Grupo de Trabalho (GT) Biodiversidade da ANA lança documento com 39 propostas para a construção de políticas sobre a agrosociobiodiversidade

As Eleições 2022 são uma oportunidade para reforçar o combate à fome, fortalecer a agroecologia, preservar a biodiversidade, enfim, defender a vida frente a projetos políticos de morte. Com esse entendimento, o Grupo de Trabalho (GT) Biodiversidade da Articulação Nacional de Agroecologia (ANA) promoveu o evento online “Agroecologia nas Eleições: Biodiversidade em Debate”¹, que reuniu mais de 100 pessoas na noite da última segunda-feira (15). Na ocasião, propostas em favor da agroecologia e da biodiversidade chegaram às mãos de representantes de fundações partidárias progressistas, que se comprometeram em levar as demandas às plataformas políticas de seus partidos.

Os debates se deram a partir da Carta-Compromisso da campanha Agroecologia nas Eleições 2022², processo coletivo e popular de incidência política proposto pela ANA em todo o país, e do documento “Biodiversidade em debate: diretrizes para a construção de políticas para a agrosociobiodiversidade”³, lançado pelo GT Biodiversidade no evento. Integrantes da Fundação Perseu Abramo (PT), da Fundação Lauro Campos e Marielle Franco (Psol), da Fundação Maurício Grabois (PCdoB) e da Fundação Rede Brasil Sustentável (Rede) participaram da atividade. A Fundação João Mangabeira (PSB), a Fundação Herbert Daniel (PV) e a Fundação Leonel Brizola Alberto Pasqualini (PDT) demonstraram interesse pelas reivindicações, porém não compareceram ao debate. 

Mais de 100 pessoas participaram do evento.

Maitê Maronhas, do GT Biodiversidade da ANA, explicou o critério para escolha das Fundações convidadas: “A referência foi o Ruralômetro, que mostra como é a atuação dos partidos em relação às pautas socioambientais”. Ela se refere à ferramenta criada pela Repórter Brasil para avaliar a atuação parlamentar ao medir a “febre ruralista” no país. Ou seja, as fundações convidadas representam os partidos que melhor atuaram em temas como “meio ambiente, indígenas e trabalho rural”.

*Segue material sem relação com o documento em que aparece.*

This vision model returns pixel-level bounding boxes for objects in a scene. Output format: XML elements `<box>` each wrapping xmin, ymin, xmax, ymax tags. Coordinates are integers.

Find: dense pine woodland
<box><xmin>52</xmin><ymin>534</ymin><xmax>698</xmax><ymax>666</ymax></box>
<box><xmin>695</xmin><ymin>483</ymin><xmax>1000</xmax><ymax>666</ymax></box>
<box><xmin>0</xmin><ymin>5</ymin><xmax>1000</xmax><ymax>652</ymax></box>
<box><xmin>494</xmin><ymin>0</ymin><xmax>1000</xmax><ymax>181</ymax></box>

Acúmulo político de 20 anos

“As convergências políticas expressas na Carta-Compromisso Agroecologia nas Eleições 2022, que está aberta a adesões de candidatas e candidatos, vêm sendo debatidas e também praticadas no decorrer de 20 anos de vigência da ANA. Entendemos que associada a essas demandas está a incondicional defesa do Estado Democrático de Direito, que supõe também reconhecer o papel ativo de movimentos sociais e organizações da sociedade civil na expressão pública de defesa e afirmação de uma perspectiva agroecológica”, resumiu Maria Emília Pacheco, do Núcleo Executivo da ANA.

Maria Emília Pacheco, do Núcleo Executivo da ANA.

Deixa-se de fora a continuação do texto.